Mesmo assim, alguns pesquisadores afirmam que o papel de caçadoras estava limitado a sociedades muito antigas, apenas da idade da pedra, e que sociedades forrageadoras mais recentes teriam acabado entrando no paradigma mais conhecido do homem caçador e da mulher coletora. Para investigar mais a fundo, a pesquisadora Abigail Anderson, da Seattle Pacific University, analisou dados de diversas sociedades, especialmente as forrageadoras recentes, dos últimos 100 anos.
Caçadoras da atualidade
Com sua equipe, Anderson estudou 63 sociedades forrageadoras do último século, indo da América do Norte à América do Sul, África, Austrália, Ásia e Oceania. Em 79% delas, as mulheres caçam, independente de serem mães ou não. Mais de 70% desse comportamento parece ser intencional, ou seja, não é apenas o abate oportunístico de um animal encontrado por acaso durante outra atividade.
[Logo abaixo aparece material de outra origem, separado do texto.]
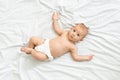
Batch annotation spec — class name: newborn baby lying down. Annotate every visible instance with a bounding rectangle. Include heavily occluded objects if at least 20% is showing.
[21,13,93,61]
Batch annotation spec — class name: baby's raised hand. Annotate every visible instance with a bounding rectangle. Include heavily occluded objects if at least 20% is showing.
[53,12,60,20]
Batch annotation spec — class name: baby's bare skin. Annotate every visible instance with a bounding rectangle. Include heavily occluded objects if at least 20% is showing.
[21,13,93,61]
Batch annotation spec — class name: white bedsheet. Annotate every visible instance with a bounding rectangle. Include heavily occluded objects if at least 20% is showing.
[0,0,120,80]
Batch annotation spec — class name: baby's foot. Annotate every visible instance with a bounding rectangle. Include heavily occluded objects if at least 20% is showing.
[21,47,31,54]
[87,54,94,61]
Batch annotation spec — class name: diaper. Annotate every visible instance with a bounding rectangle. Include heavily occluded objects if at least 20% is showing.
[35,39,53,60]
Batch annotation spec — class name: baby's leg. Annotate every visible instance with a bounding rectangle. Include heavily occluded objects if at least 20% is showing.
[31,50,48,60]
[28,36,44,48]
[21,47,48,60]
[21,47,33,54]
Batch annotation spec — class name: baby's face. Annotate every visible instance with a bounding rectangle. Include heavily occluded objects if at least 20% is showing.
[68,24,88,42]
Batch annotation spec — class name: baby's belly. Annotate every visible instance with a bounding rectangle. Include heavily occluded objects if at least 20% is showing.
[50,41,66,57]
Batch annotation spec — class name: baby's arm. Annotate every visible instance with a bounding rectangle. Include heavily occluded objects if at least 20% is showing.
[71,47,93,61]
[53,12,65,35]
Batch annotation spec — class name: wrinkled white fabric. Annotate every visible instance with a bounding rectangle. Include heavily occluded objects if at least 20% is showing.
[0,0,120,80]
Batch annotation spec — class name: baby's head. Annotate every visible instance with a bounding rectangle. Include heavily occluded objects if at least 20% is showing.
[68,23,88,42]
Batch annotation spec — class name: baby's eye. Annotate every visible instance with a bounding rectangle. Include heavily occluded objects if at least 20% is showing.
[77,34,80,36]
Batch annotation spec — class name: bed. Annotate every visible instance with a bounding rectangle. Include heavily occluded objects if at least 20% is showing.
[0,0,120,80]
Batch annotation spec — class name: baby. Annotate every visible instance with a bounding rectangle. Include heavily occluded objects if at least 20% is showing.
[21,12,93,61]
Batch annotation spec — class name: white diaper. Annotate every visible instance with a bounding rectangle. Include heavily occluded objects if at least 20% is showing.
[35,39,53,60]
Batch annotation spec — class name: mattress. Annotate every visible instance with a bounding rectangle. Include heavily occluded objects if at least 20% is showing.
[0,0,120,80]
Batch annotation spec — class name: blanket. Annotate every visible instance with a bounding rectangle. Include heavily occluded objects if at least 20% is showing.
[0,0,120,80]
Além disso, a caça praticada pelas mulheres parece ser direcionada a presas de todos os tamanhos, sendo mais comuns, inclusive, presas grandes. Outro aspecto interessante mostrado pela pesquisa é que as mulheres estão ativamente envolvidas no ensino de práticas de caça, costumeiramente usando uma maior variedade de armas e estratégias de caça do que as usadas pelos homens.
Em muitas sociedades forrageadoras, as mulheres são caçadoras habilidosas, tendo um papel importante na prática — desconstruindo o mito dos papéis de gênero fixos nesse tipo de organização social, mesmo nos tempos mais recentes. As antigas percepções geraram estereótipos que prejudicaram achados arqueológicos. Muitos pesquisadores acabavam relutando em interpretar objetos enterrados com mulheres do passado como ferramentas de caça, sugerindo outros usos, por exemplo.
Com a descoberta, Anderson e equipe também indicam ser necessário reavaliar possíveis evidências antigas e se desfazer da noção de separação de tarefas em pesquisas futuras. Evidências globais, finalizam os cientistas, mostram a participação das mulheres na prática da caça de subsistência na maioria das culturas.